Juste «un peu» carnivores
Est-ce que les personnes qui décident d’emmener leurs enfants sur le chemin du végétarisme ou du véganisme doivent se sentir coupables? Absolument pas
Pour autant, il n’est pas évident pour tous les végétariens de supprimer du jour au lendemain la viande et le poisson du menu de leurs enfants. «Nous n’achetons quasiment plus de viande, raconte Christophe, père d’un garçon de 3 ans et d’une fille de 7 ans. Seulement du poisson pané et du jambon blanc de temps en temps, très rarement, pour notre fils. Le reste du temps, ils ont droit à des steaks de soja, de blé, de seitan, à des lentilles, pâtes aux légumineuses et œufs.»

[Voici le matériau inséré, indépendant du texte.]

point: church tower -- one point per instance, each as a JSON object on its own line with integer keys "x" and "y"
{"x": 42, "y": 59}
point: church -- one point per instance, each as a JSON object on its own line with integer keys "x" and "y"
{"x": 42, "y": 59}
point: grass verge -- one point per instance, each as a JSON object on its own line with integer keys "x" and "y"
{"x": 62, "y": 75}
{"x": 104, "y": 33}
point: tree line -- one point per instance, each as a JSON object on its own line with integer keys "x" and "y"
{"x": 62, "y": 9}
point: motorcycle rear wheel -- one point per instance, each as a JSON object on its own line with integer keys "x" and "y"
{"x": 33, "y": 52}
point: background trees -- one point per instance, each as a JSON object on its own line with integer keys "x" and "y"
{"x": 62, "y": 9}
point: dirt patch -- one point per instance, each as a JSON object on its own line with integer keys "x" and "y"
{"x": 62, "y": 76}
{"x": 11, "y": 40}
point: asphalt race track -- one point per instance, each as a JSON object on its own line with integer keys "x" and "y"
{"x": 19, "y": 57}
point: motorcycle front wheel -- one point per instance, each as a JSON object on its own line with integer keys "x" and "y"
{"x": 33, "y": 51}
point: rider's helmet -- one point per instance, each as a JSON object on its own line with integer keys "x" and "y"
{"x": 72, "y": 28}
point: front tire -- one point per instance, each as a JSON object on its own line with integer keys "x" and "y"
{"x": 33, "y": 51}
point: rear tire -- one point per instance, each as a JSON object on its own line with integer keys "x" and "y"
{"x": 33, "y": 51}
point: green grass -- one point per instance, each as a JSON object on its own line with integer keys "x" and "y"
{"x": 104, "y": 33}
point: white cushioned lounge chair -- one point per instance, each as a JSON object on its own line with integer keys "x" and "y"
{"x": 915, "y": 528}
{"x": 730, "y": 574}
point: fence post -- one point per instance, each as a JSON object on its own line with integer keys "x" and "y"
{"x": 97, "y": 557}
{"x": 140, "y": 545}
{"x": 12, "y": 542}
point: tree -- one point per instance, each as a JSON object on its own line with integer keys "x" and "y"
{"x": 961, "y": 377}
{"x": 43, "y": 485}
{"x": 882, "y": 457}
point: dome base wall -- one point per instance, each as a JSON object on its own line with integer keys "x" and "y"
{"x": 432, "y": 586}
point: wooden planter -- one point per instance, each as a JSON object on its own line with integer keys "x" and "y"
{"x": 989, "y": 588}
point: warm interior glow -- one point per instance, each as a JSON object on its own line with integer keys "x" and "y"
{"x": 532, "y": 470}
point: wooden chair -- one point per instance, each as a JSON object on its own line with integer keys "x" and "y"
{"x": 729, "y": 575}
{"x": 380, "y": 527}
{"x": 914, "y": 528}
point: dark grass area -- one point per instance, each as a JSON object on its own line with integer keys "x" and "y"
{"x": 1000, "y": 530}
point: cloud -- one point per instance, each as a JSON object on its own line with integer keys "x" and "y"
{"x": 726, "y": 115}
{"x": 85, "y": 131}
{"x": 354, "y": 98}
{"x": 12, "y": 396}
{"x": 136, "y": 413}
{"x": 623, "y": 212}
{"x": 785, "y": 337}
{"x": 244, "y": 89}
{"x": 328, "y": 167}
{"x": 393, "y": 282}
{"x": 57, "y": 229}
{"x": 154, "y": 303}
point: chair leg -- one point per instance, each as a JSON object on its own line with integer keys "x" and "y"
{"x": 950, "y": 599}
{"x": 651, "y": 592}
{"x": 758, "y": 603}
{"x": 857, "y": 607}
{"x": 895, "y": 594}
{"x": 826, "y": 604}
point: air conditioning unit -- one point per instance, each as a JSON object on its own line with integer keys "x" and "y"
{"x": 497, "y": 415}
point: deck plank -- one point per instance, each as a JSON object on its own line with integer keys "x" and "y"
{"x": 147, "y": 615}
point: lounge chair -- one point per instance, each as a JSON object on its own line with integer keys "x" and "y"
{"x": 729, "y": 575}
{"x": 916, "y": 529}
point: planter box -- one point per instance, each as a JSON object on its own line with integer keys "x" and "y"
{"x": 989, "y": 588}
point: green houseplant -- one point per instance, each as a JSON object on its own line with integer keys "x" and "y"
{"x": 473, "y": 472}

C’est globalement ce qui se produit au sein de mon propre foyer: il y a souvent peu de viande dans le frigo, mais elle n’est pas proscrite pour autant. Les enfants continuent à en manger de temps en temps, tout en sachant d’où provient ce qu’ils mangent, de quel animal il s’agit… Comme Christophe, nous avons fait le choix d’informer nos enfants sans rien leur imposer. Un raisonnement difficile à accepter pour Lorraine, qui a décidé un beau jour que ses enfants seraient végétariens comme elle:
«Je ne trouverais pas ça cohérent de continuer à leur donner de la viande. Je leur parle de souffrance animale, d’abattoirs, je leur explique que je suis opposée à ce qu’on tue des animaux dans le but de les manger… Après leur avoir raconté ça, je me vois mal leur servir une cuisse de poulet.»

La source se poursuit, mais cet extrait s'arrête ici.